In 2007, announcing the nominees for the best films of 2006, Salma Hayek (not an Oscar winner, but a former nominee for Frida) took the stage and gave what is still the best performance of an actress who read the Oscar nominations in history. There were dramatic pauses, outbursts of joy (like when her best friend Penélope Cruz received the nod for Best Actress for Go back), and an emotional climax full of tears and poignancy when Mexico Pot maze was nominated for Best Foreign Film (immediately followed by a stoic return to stoic stoicism for the final candidate, Canada Water) It was a turning point in Hayek’s bravery, and I propose to you that his intensified air of high drama amid a bureaucratic backdrop would not have been possible in the modern nomination format.
The contemporary history of the Oscar is a story of nervous turning in the hope of preventing erosion of the public. Attempts have been made to add dubious new categories, pack the show with youthful appeal, catch all possible Avengers to be presenters and run out of presenter to make the broadcast as short as possible. Unsurprisingly, the appointment morning stoicism became a target for patches before long. The 2013 announcement saw that year’s host Seth MacFarlane accompanied by Emma Stone for a 10-minute affair that positively groaned under the weight of all the bits, jokes and comedy forced on its captive pre-dawn audience. MacFarlane opened with a monologue, and Stone managed to kill the supporting actor category suspense with a little bit noting each nominee as a previous winner.

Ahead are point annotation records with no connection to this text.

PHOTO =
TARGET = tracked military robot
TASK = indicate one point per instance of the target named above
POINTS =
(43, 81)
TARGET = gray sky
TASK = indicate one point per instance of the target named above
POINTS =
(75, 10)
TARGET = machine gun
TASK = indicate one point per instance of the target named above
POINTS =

The Academy has since stepped back from anything like that year’s live theater, establishing itself in what has been a pre-recorded streaming video presentation hosted by names like Tiffany Haddish, Kumail Nanjiani and Issa Rae in recent years. And while there should be zero complaints about the talent involved – particularly when discussing the Haddish backspin put in the phrase “Call Me By Your Name” – there is something overly produced and stuffy about the new format. Look no further for evidence than the fact that the most memorable moment in the past ten years of Oscar ads came when they went back to the old format for the 2015 ad: Academy President Cheryl Boone Isaacs, accompanied by Chris Pine (no an actress, but so beautiful!), reading the nominations for Best Photography and misinterpreting Mr turnerDick Pope as Dick Poop.

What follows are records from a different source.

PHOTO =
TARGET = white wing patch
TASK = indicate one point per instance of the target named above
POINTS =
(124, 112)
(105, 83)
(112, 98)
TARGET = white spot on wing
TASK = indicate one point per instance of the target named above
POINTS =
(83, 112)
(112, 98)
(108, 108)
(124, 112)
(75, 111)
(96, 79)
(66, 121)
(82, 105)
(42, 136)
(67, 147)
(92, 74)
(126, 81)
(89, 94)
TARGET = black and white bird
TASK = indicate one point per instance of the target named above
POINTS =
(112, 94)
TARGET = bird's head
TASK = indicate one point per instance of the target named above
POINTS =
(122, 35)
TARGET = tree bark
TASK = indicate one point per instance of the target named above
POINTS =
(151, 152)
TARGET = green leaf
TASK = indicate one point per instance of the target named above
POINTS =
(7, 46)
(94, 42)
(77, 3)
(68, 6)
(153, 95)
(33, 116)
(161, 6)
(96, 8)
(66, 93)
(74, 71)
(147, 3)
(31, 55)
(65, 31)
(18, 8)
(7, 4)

One of these days, the Academy will end up pulling the trigger for a special indication that airs during prime time. It is almost a certainty. It will be an hour long and will feature six pieces of man on Jimmy Kimmel Street, and the identities of the nominees will be guessed Masked singer–Style by the hosts of In cash. It will be a circus, and we will all hate to watch it, but we will have missed something. A moment like “Dick Poop” only happens once a generation. The devastating “… and fromCanada de Salma HayekWater”It’s a comet shooting in the night sky. These are moments of madness and fabulousness against the backdrop of a morning task. You won’t be able to do that with Priyanka and Nick playing prerecorded pranks on YouTube.